Diversi video condivisi sull’account TikTok ufficiale dello staff del presidente hanno visto la propria traccia audio improvvisamente rimossa dalla piattaforma. Tra i post interessati figurava un video diffuso all’inizio di agosto in cui il presidente e Melania Trump ammiravano i fuochi d’artificio al ritmo di «August», brano tratto dal suo acclamato album «Folklore».
Il post includeva un messaggio sarcastico: «Di sicuro Taylor Swift è entusiasta che usiamo la sua canzone». Un altro dei contenuti disattivati parodiava la copertina del suo album di successo “Red”, ribattezzandolo “la versione di Donald Trump” e attribuendone i testi all’agenda politica repubblicana.
La reazione dei fan dell’artista sui social non si è fatta attendere: hanno celebrato la strategia legale della cantante con commenti di trionfo di fronte all’uso non autorizzato della sua opera. La cantante della Pennsylvania, che nelle elezioni del 2024 ha sostenuto pubblicamente la candidata democratica Kamala Harris e che già nel 2020 aveva attaccato duramente il magnate, ha invece scelto di non rilasciare dichiarazioni pubbliche, lasciando che l’efficacia dei suoi diritti di proprietà intellettuale parlasse da sé.
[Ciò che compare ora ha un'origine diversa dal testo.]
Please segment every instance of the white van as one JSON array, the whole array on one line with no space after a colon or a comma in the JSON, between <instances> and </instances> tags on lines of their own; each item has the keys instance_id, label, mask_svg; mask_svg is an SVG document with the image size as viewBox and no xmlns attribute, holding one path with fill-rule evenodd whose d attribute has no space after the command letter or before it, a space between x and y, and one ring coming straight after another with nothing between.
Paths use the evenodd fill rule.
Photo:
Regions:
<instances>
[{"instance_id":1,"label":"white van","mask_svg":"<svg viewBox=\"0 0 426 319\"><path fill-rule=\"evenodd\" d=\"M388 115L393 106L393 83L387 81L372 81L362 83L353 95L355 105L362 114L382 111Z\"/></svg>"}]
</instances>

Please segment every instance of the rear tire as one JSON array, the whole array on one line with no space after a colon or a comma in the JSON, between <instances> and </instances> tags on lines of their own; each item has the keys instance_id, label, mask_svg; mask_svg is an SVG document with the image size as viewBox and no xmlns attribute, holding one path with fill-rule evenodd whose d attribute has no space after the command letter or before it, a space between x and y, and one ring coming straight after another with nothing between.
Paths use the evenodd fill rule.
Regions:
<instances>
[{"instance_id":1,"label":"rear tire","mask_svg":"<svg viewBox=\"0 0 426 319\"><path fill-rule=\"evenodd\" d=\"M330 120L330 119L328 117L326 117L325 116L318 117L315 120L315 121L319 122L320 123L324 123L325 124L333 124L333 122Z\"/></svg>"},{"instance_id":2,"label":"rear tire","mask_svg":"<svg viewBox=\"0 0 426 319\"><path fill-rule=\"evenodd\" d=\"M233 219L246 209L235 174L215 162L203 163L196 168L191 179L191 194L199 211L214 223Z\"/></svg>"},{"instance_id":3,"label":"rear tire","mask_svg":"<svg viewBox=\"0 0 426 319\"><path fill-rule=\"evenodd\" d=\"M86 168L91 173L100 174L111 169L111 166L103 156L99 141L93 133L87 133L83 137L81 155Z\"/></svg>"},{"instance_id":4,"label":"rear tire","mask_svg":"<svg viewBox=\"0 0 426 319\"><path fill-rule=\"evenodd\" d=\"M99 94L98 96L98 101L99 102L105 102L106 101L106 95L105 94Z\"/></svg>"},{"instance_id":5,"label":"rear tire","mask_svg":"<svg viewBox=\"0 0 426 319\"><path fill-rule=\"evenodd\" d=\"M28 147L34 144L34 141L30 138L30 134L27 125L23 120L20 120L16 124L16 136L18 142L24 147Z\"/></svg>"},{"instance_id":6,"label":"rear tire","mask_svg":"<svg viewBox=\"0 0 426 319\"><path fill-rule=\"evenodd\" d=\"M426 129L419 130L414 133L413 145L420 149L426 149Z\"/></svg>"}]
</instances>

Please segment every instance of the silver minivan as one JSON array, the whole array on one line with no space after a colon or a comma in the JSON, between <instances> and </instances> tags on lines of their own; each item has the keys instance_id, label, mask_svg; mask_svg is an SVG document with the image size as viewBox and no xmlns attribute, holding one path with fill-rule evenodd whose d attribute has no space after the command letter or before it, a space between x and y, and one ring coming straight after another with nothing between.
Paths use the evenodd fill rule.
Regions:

La sua tensione con il presidente risale a molto tempo fa. Dopo l’esplicito sostegno di Swift alla candidatura di Kamala Harris, Trump arrivò persino a pubblicare sul suo social Truth Social un secco «ODIO TAYLOR SWIFT!», e mesi dopo arrivò addirittura ad affermare che non fosse più «attraente». Nonostante un successivo tentativo di smorzare i toni augurandole buona fortuna dopo il suo fidanzamento con l’atleta Travis Kelce, il continuo utilizzo delle sue canzoni dimostrava la costante ricerca dello scontro.